しかし、主人公。シュージ以外にやられるわけにはいかない。
その一念でキィの放った影の玉。重力の檻に捕らわれてもカモ君は全身に力を籠めて耐えながら、エレメンタルダンスを何度も放った。
高重力の檻の中で軋む体。エレメンタルマスターと呼ばれている全属性ダメージ増加という付加が常についている自分。まるで重石が体中から押し付けられているような圧迫感に耐えながらで何度も魔法を唱えた。
影の玉に捕らわれて三回目の魔法でようやくキィの魔法を打ち破ることに成功したカモ君はこうして外に出られたのである。
ちなみにその時に放たれキィの魔法を打ち破る際に突き出てきた魔法がコーテに当たらなかったのは偶然である。
彼女の目からするとカモ君が彼女の危機に参上した騎士のようにも見えるが、本当に見えるだけの偶然の産物である。
「…え、嘘?」
キィは勝ったと思ったらカモ君が自分の魔法を突き破ってきた事に驚いてその言葉を発する事しか出来ないでいた。
シュージもキィの放った魔法が完全に決まったと思っていた。しかし結果はカモ君の粘り勝ちだ。
そして、カモ君が視界の端にキィの姿を捉えると同時に走り出した。距離は十分に離れている。だが、キィは完全に勝った気でいた。
ざまあみろ、余裕ぶっているから、こんなふうに逆転されるのだと。
奇しくもそれは入れ替わる。
十分に離れていた距離はあくまで魔法使い同士の話。
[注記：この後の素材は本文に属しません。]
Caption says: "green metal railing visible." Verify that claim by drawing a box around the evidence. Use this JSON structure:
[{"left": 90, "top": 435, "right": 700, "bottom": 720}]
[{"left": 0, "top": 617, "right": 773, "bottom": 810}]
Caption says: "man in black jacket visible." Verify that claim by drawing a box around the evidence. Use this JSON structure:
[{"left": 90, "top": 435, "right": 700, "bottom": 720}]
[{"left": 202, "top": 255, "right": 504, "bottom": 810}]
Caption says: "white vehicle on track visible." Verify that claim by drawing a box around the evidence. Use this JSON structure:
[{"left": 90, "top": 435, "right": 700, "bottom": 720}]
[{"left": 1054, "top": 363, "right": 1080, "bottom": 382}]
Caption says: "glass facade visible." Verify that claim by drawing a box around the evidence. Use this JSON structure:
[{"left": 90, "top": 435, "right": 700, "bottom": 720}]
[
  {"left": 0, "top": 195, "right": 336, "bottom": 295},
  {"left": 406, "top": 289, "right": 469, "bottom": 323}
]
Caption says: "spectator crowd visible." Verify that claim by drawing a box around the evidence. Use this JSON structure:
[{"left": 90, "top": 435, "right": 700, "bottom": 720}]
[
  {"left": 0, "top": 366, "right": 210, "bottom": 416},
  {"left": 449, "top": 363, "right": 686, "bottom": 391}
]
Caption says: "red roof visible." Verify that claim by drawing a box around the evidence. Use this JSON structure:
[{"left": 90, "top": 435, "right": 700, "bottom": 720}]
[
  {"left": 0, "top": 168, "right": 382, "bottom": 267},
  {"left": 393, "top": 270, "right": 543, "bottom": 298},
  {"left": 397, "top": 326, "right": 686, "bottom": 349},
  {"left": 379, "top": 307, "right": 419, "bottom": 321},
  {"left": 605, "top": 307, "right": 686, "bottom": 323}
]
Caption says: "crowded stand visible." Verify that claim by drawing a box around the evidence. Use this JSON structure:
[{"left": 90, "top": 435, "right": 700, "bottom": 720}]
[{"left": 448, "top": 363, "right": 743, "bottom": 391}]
カモ君のスペックは戦士と魔法使いを足して二で割らなかったスペックである。
カモ君は戦士の膂力で一息にキィに近付き、彼女が胸元につけている護身の札に手をかざし、魔法を唱えた。
「プチファイア」
それは小さな火を生みだし自分の手元を小さく照らす魔法だが、攻撃にするには威力が小さすぎる。生身に当たっても熱がる程度。しかし、紙に当たれば簡単に火をつけてしまう威力で、キィの護身の札はあっという間に燃え尽きてしまう。
「あ」
キィが何か言い終える前に彼女は試合会場の外に転送されてしまった。
そんな光景をまざまざと見せつけられたシュージにカモ君は挑戦的な笑みを浮かべてこう言った。
「次はお前の番だ」
しかし、実のところカモ君は既に全魔力の3分の2を消費していた。
残った魔力でシュージのファイヤーストームを防ぐことなどまず無理であり、受け止めようにも魔力が足りない。
シュージに攻撃されればあっという間にやられてしまうカモ君は虚勢を張って彼を挑発するのであった。